Yeah I've read through the whole book back to back, while taking notes the whole time. Basically I'm just going over all the notes now I took and reviewing any questions I got wrong on the practice tests and studying the areas I need to understand better. 

Anyways jus curious did you use Mike Meyer's Networking book too for your Net+ certification or did you study another way for that? Net+ is the next cert I'd like to get.


----------



## greenbrucelee (Apr 24, 2007)

tim19889 said:


> Yeah I've read through the whole book back to back, while taking notes the whole time. Basically I'm just going over all the notes now I took and reviewing any questions I got wrong on the practice tests and studying the areas I need to understand better.
> 
> Anyways jus curious did you use Mike Meyer's Networking book too for your Net+ certification or did you study another way for that? Net+ is the next cert I'd like to get.

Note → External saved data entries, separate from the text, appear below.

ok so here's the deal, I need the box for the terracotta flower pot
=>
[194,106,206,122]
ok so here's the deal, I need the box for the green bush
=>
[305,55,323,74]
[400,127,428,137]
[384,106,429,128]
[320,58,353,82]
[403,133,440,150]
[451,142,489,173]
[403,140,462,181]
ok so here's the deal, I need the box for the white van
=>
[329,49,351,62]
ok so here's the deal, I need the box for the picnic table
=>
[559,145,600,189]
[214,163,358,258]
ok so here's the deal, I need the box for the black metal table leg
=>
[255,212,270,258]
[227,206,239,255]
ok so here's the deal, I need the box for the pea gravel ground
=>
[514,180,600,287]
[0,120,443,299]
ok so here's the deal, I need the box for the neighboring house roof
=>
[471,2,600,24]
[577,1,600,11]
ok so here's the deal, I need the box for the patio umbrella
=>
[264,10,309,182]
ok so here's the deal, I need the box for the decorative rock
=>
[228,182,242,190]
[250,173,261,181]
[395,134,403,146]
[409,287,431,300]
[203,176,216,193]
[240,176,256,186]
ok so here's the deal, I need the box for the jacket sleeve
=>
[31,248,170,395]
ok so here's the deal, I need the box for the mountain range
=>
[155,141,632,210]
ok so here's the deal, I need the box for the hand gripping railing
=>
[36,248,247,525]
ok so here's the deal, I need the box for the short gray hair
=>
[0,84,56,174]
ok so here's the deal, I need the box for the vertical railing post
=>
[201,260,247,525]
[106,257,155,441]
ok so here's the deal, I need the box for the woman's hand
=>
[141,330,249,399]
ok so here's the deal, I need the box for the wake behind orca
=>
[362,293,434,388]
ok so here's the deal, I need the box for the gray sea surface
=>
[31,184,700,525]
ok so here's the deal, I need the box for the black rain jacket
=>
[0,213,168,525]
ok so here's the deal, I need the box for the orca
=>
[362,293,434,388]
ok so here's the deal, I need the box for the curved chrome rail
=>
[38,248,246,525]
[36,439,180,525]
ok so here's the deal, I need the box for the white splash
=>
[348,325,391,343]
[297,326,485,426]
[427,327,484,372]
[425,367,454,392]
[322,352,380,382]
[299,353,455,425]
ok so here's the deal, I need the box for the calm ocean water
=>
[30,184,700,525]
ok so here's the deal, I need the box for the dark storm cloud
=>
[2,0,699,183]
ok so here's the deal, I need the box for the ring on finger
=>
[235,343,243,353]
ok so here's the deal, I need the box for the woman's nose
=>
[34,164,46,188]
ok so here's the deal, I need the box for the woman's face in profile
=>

yes I did. Mike Meyers is the daddy of the A+ and N+.


----------



## tim19889 (Jan 24, 2010)

big daddy mike...haha


----------



## Nick87 (Jun 5, 2010)

Hi everyone,

I am about to take my A+ exam and figures crossed I should pass, however I am more worried about what jobs I should be targeting, my skills are more on the Practical side Eg, building and upgrading hardware etc. 

I have always been involved with PCs but I dont know a great deal about the industry and the job role i should be applying for?

Can anyone give me any advice about where I need to start and what job roles involve more practical work?


----------



## greenbrucelee (Apr 24, 2007)

Nick87 said:


> Hi everyone,
> 
> I am about to take my A+ exam and figures crossed I should pass, however I am more worried about what jobs I should be targeting, my skills are more on the Practical side Eg, building and upgrading hardware etc.
> 
> ...


you need to e looking at trainee, entry level and 1st line support roles


----------